Col tempo, ho iniziato ad affezionarmi ai miei personaggi. Poter governare il piccolo mondo che creo suscita nella sottoscritta un certo compiacimento. I miei personaggi amano, a volte soffrono, altre volte muoiono. Non ne ammazzo troppi però. D’altronde questa è la vita, anche nell’universo in miniatura creato da me medesima.
Ho sviluppato diversi “capitoli” della storia che ho scritto, intendo che il materiale è tanto che un solo libro non è sufficiente. Ho affrontato diversi generi nel corso della mia esperienza di autrice, ma la mia autentica predilezione è il fantasy. Come mai? Non c’è un perché vero e proprio. Le cose che ci piacciono, ci piacciono e basta.
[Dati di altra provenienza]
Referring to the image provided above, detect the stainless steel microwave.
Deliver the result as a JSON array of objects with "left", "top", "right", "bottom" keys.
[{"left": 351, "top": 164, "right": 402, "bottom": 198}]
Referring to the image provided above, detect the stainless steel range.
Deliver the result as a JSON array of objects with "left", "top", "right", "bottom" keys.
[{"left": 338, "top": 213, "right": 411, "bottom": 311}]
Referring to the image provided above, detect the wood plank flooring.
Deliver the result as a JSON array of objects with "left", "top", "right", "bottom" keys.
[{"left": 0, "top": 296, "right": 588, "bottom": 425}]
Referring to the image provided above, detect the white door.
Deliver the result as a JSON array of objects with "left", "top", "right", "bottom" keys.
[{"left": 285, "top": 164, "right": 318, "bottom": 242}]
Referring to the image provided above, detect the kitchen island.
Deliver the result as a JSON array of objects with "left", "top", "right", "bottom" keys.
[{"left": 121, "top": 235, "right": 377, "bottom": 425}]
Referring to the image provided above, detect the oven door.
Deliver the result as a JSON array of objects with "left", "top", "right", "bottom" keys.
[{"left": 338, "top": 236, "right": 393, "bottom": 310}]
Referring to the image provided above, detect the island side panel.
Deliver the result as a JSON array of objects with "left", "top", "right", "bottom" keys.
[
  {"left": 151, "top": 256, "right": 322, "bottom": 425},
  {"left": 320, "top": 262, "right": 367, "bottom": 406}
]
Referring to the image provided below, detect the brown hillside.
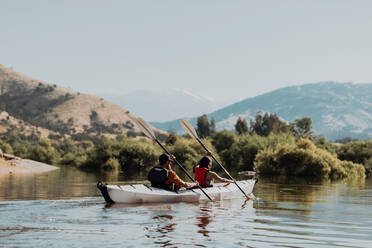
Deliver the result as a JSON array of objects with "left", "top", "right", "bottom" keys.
[{"left": 0, "top": 65, "right": 166, "bottom": 136}]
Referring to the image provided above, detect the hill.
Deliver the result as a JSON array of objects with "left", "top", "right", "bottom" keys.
[
  {"left": 0, "top": 65, "right": 164, "bottom": 140},
  {"left": 152, "top": 82, "right": 372, "bottom": 140}
]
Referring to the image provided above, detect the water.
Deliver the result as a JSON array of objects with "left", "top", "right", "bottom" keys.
[{"left": 0, "top": 169, "right": 372, "bottom": 247}]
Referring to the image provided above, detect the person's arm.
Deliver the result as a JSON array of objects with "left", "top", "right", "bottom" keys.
[{"left": 207, "top": 171, "right": 234, "bottom": 183}]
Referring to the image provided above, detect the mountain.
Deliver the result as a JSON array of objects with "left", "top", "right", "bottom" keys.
[
  {"left": 100, "top": 89, "right": 231, "bottom": 121},
  {"left": 152, "top": 82, "right": 372, "bottom": 140},
  {"left": 0, "top": 65, "right": 164, "bottom": 136}
]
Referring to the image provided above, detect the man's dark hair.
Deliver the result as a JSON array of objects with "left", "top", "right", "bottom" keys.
[
  {"left": 199, "top": 157, "right": 211, "bottom": 168},
  {"left": 159, "top": 153, "right": 170, "bottom": 165}
]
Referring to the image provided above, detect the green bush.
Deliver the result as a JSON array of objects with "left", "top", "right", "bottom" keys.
[{"left": 254, "top": 139, "right": 365, "bottom": 179}]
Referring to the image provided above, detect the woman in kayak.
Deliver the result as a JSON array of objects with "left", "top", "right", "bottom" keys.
[
  {"left": 148, "top": 154, "right": 198, "bottom": 190},
  {"left": 195, "top": 153, "right": 234, "bottom": 187}
]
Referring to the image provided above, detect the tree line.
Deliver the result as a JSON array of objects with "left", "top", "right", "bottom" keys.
[{"left": 0, "top": 113, "right": 372, "bottom": 179}]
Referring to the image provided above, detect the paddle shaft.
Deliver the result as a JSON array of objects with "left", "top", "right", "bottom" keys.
[
  {"left": 195, "top": 137, "right": 249, "bottom": 199},
  {"left": 155, "top": 139, "right": 213, "bottom": 201}
]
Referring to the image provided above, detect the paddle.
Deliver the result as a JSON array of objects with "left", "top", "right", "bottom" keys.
[
  {"left": 180, "top": 119, "right": 250, "bottom": 199},
  {"left": 133, "top": 118, "right": 213, "bottom": 201}
]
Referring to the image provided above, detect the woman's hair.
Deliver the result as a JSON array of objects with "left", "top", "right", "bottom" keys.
[{"left": 198, "top": 157, "right": 211, "bottom": 168}]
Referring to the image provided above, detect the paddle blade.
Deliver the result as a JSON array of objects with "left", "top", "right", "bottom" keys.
[
  {"left": 136, "top": 117, "right": 156, "bottom": 140},
  {"left": 180, "top": 119, "right": 199, "bottom": 139}
]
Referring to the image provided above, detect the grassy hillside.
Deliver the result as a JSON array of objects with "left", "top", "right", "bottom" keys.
[{"left": 0, "top": 65, "right": 163, "bottom": 140}]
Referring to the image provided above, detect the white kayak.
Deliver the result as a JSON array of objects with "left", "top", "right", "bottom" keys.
[{"left": 97, "top": 179, "right": 256, "bottom": 203}]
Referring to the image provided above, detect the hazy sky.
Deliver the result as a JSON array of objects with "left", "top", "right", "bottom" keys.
[{"left": 0, "top": 0, "right": 372, "bottom": 102}]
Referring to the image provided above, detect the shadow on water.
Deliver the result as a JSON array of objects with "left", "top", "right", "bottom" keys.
[{"left": 0, "top": 168, "right": 372, "bottom": 247}]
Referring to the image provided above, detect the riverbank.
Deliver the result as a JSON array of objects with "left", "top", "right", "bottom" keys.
[{"left": 0, "top": 154, "right": 59, "bottom": 177}]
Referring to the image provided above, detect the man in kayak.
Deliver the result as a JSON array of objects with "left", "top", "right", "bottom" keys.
[
  {"left": 148, "top": 154, "right": 198, "bottom": 190},
  {"left": 195, "top": 152, "right": 234, "bottom": 187}
]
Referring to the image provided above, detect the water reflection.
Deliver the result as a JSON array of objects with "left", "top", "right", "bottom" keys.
[
  {"left": 196, "top": 207, "right": 212, "bottom": 237},
  {"left": 0, "top": 167, "right": 148, "bottom": 201}
]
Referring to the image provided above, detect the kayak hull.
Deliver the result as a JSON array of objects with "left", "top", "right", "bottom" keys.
[{"left": 97, "top": 179, "right": 256, "bottom": 203}]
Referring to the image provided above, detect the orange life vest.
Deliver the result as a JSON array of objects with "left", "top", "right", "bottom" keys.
[{"left": 194, "top": 166, "right": 209, "bottom": 187}]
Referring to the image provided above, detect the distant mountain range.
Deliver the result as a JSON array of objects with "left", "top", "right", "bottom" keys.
[
  {"left": 0, "top": 65, "right": 164, "bottom": 137},
  {"left": 100, "top": 89, "right": 234, "bottom": 122},
  {"left": 152, "top": 82, "right": 372, "bottom": 140}
]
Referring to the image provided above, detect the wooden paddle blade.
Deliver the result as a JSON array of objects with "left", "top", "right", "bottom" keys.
[
  {"left": 180, "top": 119, "right": 199, "bottom": 139},
  {"left": 136, "top": 117, "right": 156, "bottom": 140}
]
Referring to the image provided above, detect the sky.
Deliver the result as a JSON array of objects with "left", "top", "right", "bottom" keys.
[{"left": 0, "top": 0, "right": 372, "bottom": 101}]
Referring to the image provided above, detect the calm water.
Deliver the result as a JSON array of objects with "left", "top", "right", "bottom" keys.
[{"left": 0, "top": 169, "right": 372, "bottom": 248}]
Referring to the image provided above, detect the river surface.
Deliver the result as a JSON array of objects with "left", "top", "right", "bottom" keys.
[{"left": 0, "top": 169, "right": 372, "bottom": 248}]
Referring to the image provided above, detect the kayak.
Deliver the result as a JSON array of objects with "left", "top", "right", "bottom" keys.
[{"left": 97, "top": 179, "right": 256, "bottom": 203}]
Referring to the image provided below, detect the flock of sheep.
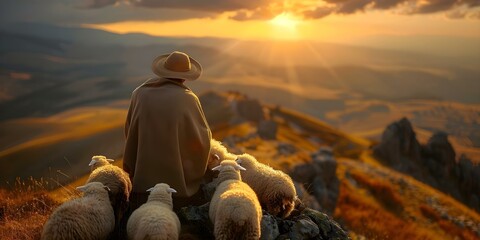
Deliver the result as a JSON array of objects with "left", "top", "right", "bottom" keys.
[{"left": 42, "top": 139, "right": 297, "bottom": 240}]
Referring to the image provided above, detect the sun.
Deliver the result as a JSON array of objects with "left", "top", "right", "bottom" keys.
[{"left": 270, "top": 12, "right": 299, "bottom": 30}]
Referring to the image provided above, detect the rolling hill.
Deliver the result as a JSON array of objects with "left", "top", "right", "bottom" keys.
[{"left": 0, "top": 92, "right": 480, "bottom": 239}]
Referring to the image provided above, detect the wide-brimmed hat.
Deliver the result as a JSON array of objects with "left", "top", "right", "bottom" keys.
[{"left": 152, "top": 51, "right": 202, "bottom": 81}]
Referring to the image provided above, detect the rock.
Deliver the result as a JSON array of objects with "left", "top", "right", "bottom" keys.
[
  {"left": 290, "top": 164, "right": 318, "bottom": 183},
  {"left": 288, "top": 217, "right": 320, "bottom": 240},
  {"left": 260, "top": 214, "right": 280, "bottom": 240},
  {"left": 302, "top": 208, "right": 348, "bottom": 240},
  {"left": 290, "top": 147, "right": 340, "bottom": 214},
  {"left": 199, "top": 91, "right": 235, "bottom": 127},
  {"left": 311, "top": 175, "right": 340, "bottom": 214},
  {"left": 177, "top": 203, "right": 214, "bottom": 239},
  {"left": 257, "top": 120, "right": 278, "bottom": 140},
  {"left": 177, "top": 203, "right": 348, "bottom": 240},
  {"left": 312, "top": 148, "right": 337, "bottom": 181},
  {"left": 293, "top": 181, "right": 321, "bottom": 210},
  {"left": 373, "top": 118, "right": 480, "bottom": 210},
  {"left": 373, "top": 118, "right": 421, "bottom": 171},
  {"left": 423, "top": 132, "right": 456, "bottom": 177}
]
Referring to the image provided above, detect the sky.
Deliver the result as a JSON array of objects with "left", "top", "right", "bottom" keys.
[{"left": 0, "top": 0, "right": 480, "bottom": 49}]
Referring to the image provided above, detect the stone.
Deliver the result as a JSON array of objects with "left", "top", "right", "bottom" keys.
[
  {"left": 177, "top": 203, "right": 214, "bottom": 239},
  {"left": 257, "top": 120, "right": 278, "bottom": 140},
  {"left": 288, "top": 217, "right": 320, "bottom": 240},
  {"left": 235, "top": 98, "right": 265, "bottom": 122},
  {"left": 199, "top": 91, "right": 235, "bottom": 127},
  {"left": 302, "top": 208, "right": 349, "bottom": 240}
]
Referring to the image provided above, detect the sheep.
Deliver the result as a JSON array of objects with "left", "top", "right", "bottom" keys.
[
  {"left": 209, "top": 160, "right": 262, "bottom": 240},
  {"left": 207, "top": 138, "right": 237, "bottom": 169},
  {"left": 87, "top": 156, "right": 132, "bottom": 231},
  {"left": 236, "top": 153, "right": 297, "bottom": 218},
  {"left": 41, "top": 182, "right": 115, "bottom": 240},
  {"left": 127, "top": 183, "right": 181, "bottom": 240}
]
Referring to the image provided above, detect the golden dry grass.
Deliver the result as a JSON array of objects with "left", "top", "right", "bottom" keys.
[{"left": 335, "top": 183, "right": 442, "bottom": 240}]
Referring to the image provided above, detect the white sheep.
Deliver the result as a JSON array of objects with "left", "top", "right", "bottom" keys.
[
  {"left": 236, "top": 153, "right": 297, "bottom": 218},
  {"left": 209, "top": 160, "right": 262, "bottom": 240},
  {"left": 41, "top": 182, "right": 115, "bottom": 240},
  {"left": 207, "top": 138, "right": 237, "bottom": 169},
  {"left": 87, "top": 156, "right": 132, "bottom": 229},
  {"left": 127, "top": 183, "right": 181, "bottom": 240}
]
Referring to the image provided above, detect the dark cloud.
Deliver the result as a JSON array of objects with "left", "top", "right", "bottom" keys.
[
  {"left": 414, "top": 0, "right": 457, "bottom": 13},
  {"left": 0, "top": 0, "right": 480, "bottom": 25},
  {"left": 302, "top": 7, "right": 334, "bottom": 19},
  {"left": 76, "top": 0, "right": 118, "bottom": 9},
  {"left": 0, "top": 0, "right": 216, "bottom": 25}
]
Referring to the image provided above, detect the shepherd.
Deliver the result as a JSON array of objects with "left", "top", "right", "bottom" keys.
[{"left": 123, "top": 51, "right": 212, "bottom": 211}]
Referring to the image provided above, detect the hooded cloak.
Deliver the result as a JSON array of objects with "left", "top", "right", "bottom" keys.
[{"left": 123, "top": 78, "right": 211, "bottom": 197}]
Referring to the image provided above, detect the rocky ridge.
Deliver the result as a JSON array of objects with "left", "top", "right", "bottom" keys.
[{"left": 373, "top": 118, "right": 480, "bottom": 211}]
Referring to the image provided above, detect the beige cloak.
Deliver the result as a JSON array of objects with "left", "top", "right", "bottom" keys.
[{"left": 123, "top": 78, "right": 211, "bottom": 197}]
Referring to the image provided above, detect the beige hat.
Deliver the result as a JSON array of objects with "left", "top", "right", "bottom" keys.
[{"left": 152, "top": 51, "right": 202, "bottom": 81}]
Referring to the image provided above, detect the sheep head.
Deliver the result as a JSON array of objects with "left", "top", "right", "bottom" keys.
[
  {"left": 88, "top": 155, "right": 115, "bottom": 172},
  {"left": 208, "top": 139, "right": 235, "bottom": 168}
]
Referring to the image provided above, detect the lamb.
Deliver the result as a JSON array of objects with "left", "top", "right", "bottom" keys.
[
  {"left": 41, "top": 182, "right": 115, "bottom": 240},
  {"left": 207, "top": 138, "right": 237, "bottom": 169},
  {"left": 209, "top": 160, "right": 262, "bottom": 240},
  {"left": 236, "top": 154, "right": 297, "bottom": 218},
  {"left": 127, "top": 183, "right": 181, "bottom": 240},
  {"left": 87, "top": 156, "right": 132, "bottom": 230}
]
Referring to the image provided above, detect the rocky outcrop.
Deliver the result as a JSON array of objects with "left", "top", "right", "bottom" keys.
[
  {"left": 290, "top": 147, "right": 340, "bottom": 214},
  {"left": 177, "top": 202, "right": 348, "bottom": 240},
  {"left": 373, "top": 118, "right": 480, "bottom": 210},
  {"left": 373, "top": 118, "right": 421, "bottom": 177}
]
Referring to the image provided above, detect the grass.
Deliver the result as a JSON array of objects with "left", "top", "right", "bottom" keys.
[
  {"left": 334, "top": 182, "right": 444, "bottom": 240},
  {"left": 351, "top": 171, "right": 404, "bottom": 213},
  {"left": 0, "top": 179, "right": 60, "bottom": 240}
]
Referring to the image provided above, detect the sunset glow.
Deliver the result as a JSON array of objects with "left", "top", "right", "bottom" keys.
[{"left": 270, "top": 13, "right": 298, "bottom": 29}]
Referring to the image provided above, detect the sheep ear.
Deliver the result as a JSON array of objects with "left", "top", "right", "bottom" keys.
[
  {"left": 77, "top": 186, "right": 87, "bottom": 192},
  {"left": 88, "top": 159, "right": 97, "bottom": 167},
  {"left": 212, "top": 165, "right": 222, "bottom": 171},
  {"left": 235, "top": 164, "right": 247, "bottom": 171},
  {"left": 167, "top": 188, "right": 177, "bottom": 193}
]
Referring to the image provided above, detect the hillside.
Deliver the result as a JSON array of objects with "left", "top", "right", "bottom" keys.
[{"left": 0, "top": 92, "right": 480, "bottom": 239}]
Forse perché è più facile raccontare di fatti impossibili piuttosto che parlare di “cose normali”. O forse perché la vita di tutti i giorni fa già abbastanza paura, allora è bello immaginare l’esistenza di creature fantastiche e poteri magici, che aggiungano un tocco speciale in più.
Certo, mi sono cimentata anche nel non-fantasy. Ritengo però che non lasci abbastanza spazio alla mia creatività. Potrei scrivere migliaia di pezzi; tantissimi monologhi, di ogni tipo. Sul rumore della pioggia, sull’amore (ormai banale), sull’amicizia, sulla morte… ma il fantasy non si batte. Forse è solo una questione di comfort zone e di uscirne.
Ho letto centinaia di libri su migliaia di treni diversi nei miei lunghi anni da pendolare. Ho scritto nel mio giardino preferito dell’Università, quello del dipartimento di Filosofia. Ho scritto due tesi, una di cui vado particolarmente orgogliosa. Perché poi uno ci tiene sempre molto alle proprie creature, come se fossero davvero dei figli.
In quel giardino mi sedevo sulle panchine, quando c’era il sole, o quando era nuvoloso, e il più delle volte leggevo. Avevo una panchina per studiare, una per leggere e il muretto dove scrivevo la tesi. Quando pioveva scrivevo nelle aule del Dipartimento.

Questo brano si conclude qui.